Enclosure, Figlash, Co. Tipperary
Co. Tipperary |
Enclosures
Beneath the garden of a late-1990s two-storey house in Figlash, County Tipperary, lies the ghost of an ancient enclosure, invisible to anyone standing in the field but clearly legible from the air.
The oval outline was first identified in a 1973 aerial photograph taken by the Geological Survey of Ireland, the kind of oblique or vertical image that can reveal crop marks, soil discolouration, and slight earthwork shadows that centuries of ploughing have long since erased at ground level. Enclosures of this type are among the most common early medieval features in the Irish landscape, typically circular or oval earthen banks enclosing a farmstead or small settlement, but their very familiarity makes the ones that have quietly disappeared all the more easy to overlook.
By the time anyone thought to formally record what the photograph had captured, the northwest quadrant of the enclosure had already been built upon.
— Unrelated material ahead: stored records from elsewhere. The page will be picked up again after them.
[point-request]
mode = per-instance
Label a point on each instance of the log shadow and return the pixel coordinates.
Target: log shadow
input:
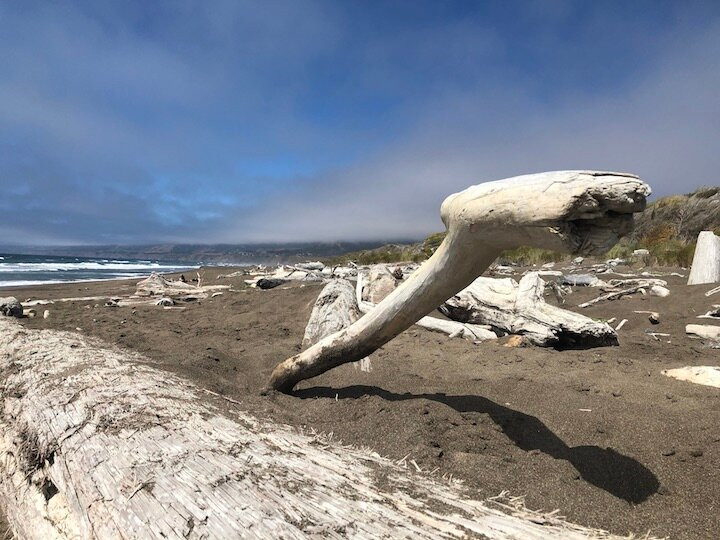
(605, 468)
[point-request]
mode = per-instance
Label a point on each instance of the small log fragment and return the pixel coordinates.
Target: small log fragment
(335, 308)
(380, 282)
(11, 307)
(580, 212)
(706, 260)
(703, 331)
(520, 308)
(705, 375)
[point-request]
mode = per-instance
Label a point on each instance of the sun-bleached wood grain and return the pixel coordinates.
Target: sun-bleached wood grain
(520, 308)
(705, 375)
(472, 332)
(583, 212)
(98, 443)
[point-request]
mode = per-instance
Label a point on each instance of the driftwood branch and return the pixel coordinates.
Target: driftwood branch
(473, 332)
(512, 308)
(571, 211)
(706, 260)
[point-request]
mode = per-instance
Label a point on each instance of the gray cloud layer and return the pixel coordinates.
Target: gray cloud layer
(112, 130)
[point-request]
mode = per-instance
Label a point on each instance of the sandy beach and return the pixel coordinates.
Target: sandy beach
(599, 434)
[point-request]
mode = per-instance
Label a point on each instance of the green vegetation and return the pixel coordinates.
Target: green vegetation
(667, 229)
(384, 254)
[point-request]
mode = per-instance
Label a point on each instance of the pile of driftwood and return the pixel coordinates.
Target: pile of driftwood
(486, 309)
(266, 278)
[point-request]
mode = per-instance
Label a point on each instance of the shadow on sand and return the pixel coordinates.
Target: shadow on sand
(605, 468)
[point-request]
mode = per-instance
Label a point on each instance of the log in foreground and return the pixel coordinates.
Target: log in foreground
(582, 212)
(514, 308)
(98, 443)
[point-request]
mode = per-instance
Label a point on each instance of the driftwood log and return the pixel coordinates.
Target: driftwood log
(706, 260)
(572, 211)
(335, 308)
(472, 332)
(512, 308)
(99, 443)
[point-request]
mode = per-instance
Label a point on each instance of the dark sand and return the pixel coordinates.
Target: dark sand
(645, 457)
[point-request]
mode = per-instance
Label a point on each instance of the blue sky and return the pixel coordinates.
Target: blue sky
(231, 121)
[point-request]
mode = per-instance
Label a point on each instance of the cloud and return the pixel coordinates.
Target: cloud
(661, 128)
(287, 121)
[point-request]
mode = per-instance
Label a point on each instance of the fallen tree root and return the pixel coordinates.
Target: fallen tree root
(98, 443)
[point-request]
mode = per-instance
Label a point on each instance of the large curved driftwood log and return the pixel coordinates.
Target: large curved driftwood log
(97, 443)
(572, 211)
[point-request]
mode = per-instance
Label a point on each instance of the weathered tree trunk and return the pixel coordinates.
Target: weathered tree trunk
(472, 332)
(513, 308)
(573, 211)
(335, 308)
(98, 443)
(706, 261)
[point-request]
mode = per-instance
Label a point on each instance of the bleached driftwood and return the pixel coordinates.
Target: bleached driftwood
(283, 274)
(472, 332)
(703, 331)
(706, 260)
(612, 296)
(572, 211)
(98, 443)
(706, 375)
(379, 283)
(712, 291)
(512, 308)
(335, 308)
(645, 283)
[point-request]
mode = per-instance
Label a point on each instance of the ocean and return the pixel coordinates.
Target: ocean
(16, 270)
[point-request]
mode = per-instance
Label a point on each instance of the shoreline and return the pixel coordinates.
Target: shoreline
(600, 434)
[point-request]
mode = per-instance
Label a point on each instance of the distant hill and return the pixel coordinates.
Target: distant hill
(207, 254)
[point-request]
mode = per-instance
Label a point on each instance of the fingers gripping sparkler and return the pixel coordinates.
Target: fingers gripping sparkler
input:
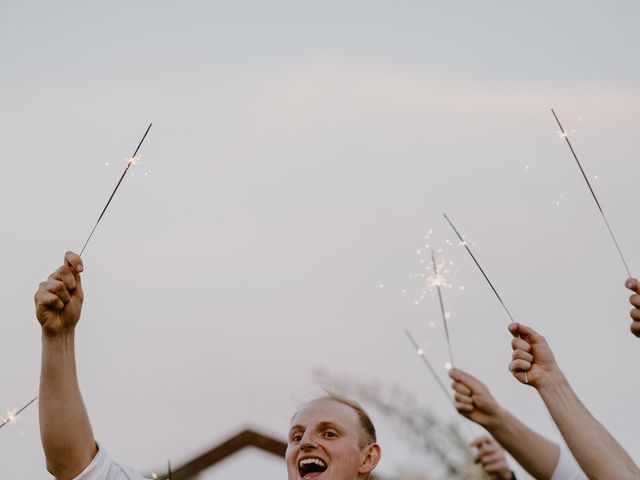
(442, 310)
(12, 415)
(463, 243)
(126, 169)
(593, 194)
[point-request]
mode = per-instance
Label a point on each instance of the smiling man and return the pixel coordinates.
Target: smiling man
(331, 438)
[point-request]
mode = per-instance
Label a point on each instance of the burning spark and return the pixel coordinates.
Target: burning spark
(134, 158)
(593, 194)
(14, 414)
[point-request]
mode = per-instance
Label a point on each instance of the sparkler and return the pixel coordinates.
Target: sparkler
(129, 162)
(420, 353)
(442, 310)
(564, 135)
(462, 242)
(12, 415)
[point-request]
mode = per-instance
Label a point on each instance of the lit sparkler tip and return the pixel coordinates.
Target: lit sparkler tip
(12, 416)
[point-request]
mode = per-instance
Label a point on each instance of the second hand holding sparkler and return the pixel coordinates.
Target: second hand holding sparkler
(129, 162)
(526, 379)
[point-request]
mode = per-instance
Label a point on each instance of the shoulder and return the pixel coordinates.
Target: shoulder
(567, 468)
(103, 467)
The house went up in the late 1990s, and the surrounding ground was disturbed and landscaped in the process, removing whatever surface traces might once have remained. What makes the Figlash example particularly interesting, though, is a detail that survives just to the east: a field boundary running northwest to southeast contains a distinct kink, a slight deflection in its otherwise regular line that may indicate the boundary was laid out in deliberate deference to the enclosure. Farmers and landowners have done this for centuries, sometimes out of superstition around raths and fairy forts, sometimes simply because an earthwork presented a physical obstacle. In this case, the enclosure itself is gone, but the memory of its presence may be encoded in the crooked line of a hedgerow.